Preventing the escape routes to glutamine withdrawal makes sense for the treatment of hematological malignancies and confirms the interest to combine the inhibition of Gln metabolism and of serine availability. Interestingly, since PHGDH inhibitors are not yet available, we fed leukemia-bearing mice with a diet deficient in serine and glycine, and documented that this diet combined with the daily administration of BPTES was sufficient to significantly prolong the life of treated mice. Of note, BPTES was stopped when leukemia-bearing mice fed the normal chow diet started to show signs of morbidity. Whether mice fed with the serine/glycine-deficient diet would live longer if BPTES was maintained, will need to be addressed in further studies. Interestingly, the Ba/F3 leukemia cells that we used in our in vivo experiments, expressed the Bcr-Abl tyrosine kinase, a hallmark of CML while most leukemia cell models used in vitro are of the AML type indicating that our findings could have a broad applicability in hematological malignancies. Altogether, these data support the concept of oncogene-activated signaling pathways converging towards a similar adaptation of leukemia cell metabolism involving not only glucose but also Gln and serine to support rapid cell division.

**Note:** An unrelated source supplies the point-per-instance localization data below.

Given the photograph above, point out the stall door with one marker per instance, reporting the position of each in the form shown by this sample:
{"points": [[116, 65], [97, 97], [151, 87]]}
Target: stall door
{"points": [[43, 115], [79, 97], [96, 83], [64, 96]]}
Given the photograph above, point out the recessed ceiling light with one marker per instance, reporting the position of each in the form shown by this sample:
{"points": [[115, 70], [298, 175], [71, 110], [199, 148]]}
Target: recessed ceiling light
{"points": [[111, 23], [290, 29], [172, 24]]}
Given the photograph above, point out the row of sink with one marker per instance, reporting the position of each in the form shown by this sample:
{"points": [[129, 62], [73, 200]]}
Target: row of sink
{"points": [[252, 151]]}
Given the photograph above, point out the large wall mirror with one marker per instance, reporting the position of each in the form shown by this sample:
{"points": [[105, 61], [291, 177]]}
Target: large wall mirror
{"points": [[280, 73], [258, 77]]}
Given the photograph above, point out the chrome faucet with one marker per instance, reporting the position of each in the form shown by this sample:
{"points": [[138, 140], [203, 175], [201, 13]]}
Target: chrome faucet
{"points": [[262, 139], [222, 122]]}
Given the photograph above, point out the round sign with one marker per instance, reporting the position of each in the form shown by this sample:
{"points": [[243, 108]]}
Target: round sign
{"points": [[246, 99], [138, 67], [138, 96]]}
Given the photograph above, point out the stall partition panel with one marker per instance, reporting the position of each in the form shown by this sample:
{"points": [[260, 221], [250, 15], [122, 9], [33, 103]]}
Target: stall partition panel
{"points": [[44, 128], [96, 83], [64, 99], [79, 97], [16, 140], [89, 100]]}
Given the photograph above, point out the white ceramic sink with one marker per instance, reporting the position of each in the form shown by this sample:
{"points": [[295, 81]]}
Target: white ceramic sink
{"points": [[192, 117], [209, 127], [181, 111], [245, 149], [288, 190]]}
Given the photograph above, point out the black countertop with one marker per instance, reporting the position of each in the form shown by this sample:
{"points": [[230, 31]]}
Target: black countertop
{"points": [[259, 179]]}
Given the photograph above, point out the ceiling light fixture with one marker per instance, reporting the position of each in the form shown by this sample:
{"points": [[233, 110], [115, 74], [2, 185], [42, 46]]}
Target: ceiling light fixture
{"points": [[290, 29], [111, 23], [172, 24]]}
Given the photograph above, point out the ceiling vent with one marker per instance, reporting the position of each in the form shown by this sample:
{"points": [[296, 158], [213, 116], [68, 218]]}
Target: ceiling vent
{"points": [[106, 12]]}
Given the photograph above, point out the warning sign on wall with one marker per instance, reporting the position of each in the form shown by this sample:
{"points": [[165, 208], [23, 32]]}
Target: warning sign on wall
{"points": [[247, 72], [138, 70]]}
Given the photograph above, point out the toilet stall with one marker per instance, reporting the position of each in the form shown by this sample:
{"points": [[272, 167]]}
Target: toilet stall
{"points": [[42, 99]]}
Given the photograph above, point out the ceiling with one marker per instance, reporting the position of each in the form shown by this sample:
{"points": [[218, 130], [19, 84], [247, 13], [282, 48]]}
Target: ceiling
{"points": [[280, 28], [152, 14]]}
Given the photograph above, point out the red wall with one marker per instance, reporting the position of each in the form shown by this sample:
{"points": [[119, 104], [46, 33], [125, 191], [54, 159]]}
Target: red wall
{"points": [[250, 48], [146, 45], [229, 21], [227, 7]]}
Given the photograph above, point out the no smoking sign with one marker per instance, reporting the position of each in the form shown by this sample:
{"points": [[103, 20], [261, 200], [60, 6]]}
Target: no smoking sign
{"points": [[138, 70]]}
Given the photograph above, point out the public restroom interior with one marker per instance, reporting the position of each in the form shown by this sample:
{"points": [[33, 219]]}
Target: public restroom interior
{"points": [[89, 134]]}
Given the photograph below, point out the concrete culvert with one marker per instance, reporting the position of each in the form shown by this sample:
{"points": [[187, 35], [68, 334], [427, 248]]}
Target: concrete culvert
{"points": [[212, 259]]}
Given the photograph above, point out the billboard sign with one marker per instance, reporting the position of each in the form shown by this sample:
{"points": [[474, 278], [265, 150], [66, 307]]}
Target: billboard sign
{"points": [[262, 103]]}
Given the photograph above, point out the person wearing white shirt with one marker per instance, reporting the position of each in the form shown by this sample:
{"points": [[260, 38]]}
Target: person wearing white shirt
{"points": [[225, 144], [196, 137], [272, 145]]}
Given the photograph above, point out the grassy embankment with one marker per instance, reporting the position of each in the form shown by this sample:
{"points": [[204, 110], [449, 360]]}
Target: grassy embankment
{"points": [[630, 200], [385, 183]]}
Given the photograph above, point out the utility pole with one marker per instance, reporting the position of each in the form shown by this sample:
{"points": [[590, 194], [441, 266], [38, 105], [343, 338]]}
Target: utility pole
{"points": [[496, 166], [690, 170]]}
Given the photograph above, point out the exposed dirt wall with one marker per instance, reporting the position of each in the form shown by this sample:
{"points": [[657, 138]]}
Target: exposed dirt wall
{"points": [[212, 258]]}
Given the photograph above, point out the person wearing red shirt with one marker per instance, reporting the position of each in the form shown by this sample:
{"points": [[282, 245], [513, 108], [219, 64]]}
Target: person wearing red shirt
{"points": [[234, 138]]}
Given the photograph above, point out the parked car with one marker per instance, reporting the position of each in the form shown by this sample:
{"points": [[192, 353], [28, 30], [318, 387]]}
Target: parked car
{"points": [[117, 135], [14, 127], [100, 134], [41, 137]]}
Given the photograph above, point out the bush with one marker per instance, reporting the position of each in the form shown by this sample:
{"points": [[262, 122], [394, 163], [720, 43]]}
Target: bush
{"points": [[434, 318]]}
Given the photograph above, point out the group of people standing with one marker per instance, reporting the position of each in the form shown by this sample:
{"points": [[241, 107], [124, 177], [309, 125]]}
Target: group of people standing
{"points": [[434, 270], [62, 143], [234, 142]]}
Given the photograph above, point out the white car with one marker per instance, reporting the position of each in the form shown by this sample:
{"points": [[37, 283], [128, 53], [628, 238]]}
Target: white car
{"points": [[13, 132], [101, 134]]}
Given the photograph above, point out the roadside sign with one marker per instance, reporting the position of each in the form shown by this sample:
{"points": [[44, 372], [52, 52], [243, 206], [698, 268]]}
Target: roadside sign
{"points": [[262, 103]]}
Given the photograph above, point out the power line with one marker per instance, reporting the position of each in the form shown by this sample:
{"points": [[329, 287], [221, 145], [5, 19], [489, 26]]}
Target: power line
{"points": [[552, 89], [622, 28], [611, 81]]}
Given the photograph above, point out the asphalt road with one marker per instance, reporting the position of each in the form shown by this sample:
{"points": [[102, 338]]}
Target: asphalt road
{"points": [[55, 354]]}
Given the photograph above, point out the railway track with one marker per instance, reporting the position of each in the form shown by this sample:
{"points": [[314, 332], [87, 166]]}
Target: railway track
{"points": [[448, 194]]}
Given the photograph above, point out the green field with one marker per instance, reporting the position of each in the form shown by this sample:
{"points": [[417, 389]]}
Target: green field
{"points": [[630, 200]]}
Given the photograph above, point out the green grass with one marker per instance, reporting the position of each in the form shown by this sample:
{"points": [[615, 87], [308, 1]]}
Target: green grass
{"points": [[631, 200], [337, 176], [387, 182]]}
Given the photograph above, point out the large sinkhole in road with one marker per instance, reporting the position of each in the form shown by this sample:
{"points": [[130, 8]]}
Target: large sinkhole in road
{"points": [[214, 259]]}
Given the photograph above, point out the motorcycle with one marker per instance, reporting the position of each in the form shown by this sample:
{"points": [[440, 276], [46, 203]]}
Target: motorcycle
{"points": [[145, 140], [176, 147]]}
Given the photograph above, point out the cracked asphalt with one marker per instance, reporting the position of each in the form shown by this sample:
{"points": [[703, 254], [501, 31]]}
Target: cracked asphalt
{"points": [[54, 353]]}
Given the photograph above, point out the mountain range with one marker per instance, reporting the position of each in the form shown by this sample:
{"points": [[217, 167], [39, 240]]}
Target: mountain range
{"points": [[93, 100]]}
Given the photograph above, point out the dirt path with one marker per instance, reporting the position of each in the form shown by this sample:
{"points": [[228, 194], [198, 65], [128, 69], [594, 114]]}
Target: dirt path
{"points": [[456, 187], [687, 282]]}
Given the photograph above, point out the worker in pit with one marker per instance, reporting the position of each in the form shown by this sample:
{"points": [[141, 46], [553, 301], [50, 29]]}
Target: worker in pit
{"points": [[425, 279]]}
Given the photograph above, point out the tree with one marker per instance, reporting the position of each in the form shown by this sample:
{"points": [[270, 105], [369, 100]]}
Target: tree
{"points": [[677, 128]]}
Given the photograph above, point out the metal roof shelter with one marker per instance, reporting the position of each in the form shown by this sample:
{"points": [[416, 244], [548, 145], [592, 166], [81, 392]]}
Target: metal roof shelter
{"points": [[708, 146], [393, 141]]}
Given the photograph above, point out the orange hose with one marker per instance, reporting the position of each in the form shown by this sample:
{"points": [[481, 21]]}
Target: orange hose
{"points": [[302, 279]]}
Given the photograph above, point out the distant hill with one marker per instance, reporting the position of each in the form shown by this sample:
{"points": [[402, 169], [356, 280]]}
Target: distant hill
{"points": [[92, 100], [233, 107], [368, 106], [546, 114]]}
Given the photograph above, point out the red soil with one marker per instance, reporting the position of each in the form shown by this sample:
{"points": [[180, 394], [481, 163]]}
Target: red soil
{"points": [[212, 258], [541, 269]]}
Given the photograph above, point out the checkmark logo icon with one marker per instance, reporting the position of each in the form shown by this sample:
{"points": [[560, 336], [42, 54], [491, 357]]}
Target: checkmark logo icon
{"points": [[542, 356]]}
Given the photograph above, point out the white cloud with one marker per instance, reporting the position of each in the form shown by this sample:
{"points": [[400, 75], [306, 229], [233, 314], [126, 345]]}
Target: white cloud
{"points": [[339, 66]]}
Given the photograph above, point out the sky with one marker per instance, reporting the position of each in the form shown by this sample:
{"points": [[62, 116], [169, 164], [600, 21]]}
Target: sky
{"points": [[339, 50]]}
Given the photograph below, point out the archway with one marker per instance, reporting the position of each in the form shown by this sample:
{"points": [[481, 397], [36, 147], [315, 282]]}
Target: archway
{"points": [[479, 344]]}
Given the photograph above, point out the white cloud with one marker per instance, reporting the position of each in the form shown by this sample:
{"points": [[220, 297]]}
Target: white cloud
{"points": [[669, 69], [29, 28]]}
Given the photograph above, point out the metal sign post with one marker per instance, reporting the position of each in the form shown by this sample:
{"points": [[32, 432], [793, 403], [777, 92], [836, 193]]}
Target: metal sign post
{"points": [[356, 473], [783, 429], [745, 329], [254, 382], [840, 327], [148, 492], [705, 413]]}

In conclusion we provide evidence that inhibition of Gln metabolism exacerbates the leukemia cell dependence for serine. Both intracellular serine synthesis and exogenous serine participate to the pool of serine in leukemia cells, and reduction in either source (ideally in both) exerts potent growth inhibitory effects, in part because of a non-opposed oxidative stress. Altogether, this study underlines that tumor metabolic plasticity also concerns leukemia cells and supports the combined use of drugs targeting Gln metabolism with modalities aiming to reduce serine availability in hematological malignancies. Of note, besides pharmacological PHGDH inhibitors that are currently under development, serine-free or serine-low diet could be envisaged throughout the leukemia treatment; low protein-diets supplemented with drinks containing essential amino acids are already in use for patients suffering of phenylketonuria and could be adapted to reduce exogenous serine availability.
MATERIALS AND METHODS
Leukemia cell culture
Different types of human leukemia cell lines were used: promyelocytic leukemia cells (HL-60), acute monocytic leukemia cells (THP-1), myelogenous cells (KG1a), acute monocytic cells (MV4–11) and erythromyeloblastoid leukemia cells (K-562). These leukemia cells were routinely cultured in RPMI Glutamax (Life Technologies) supplemented with 10% FBS. The Ba/F3 cell line transfected with Bcr-Abl (a gift from Dr. K. Bhalla, MCG Cancer Center, Medical College of Georgia, Augusta, GA, USA) was cultured in RPMI1640 medium supplemented with 10% FBS and 1% non-essential amino acids solution (Life Technologies). For the experiments requiring medium adaptation, Dulbecco’s Modified Eagle Medium (DMEM) powder (Sigma) was used to generate media containing glucose (10 mM) and/or glutamine (2 mM), and MEM (Sigma) was used to produce medium containing serine or not; dialyzed serum (10%) was used in these experiments.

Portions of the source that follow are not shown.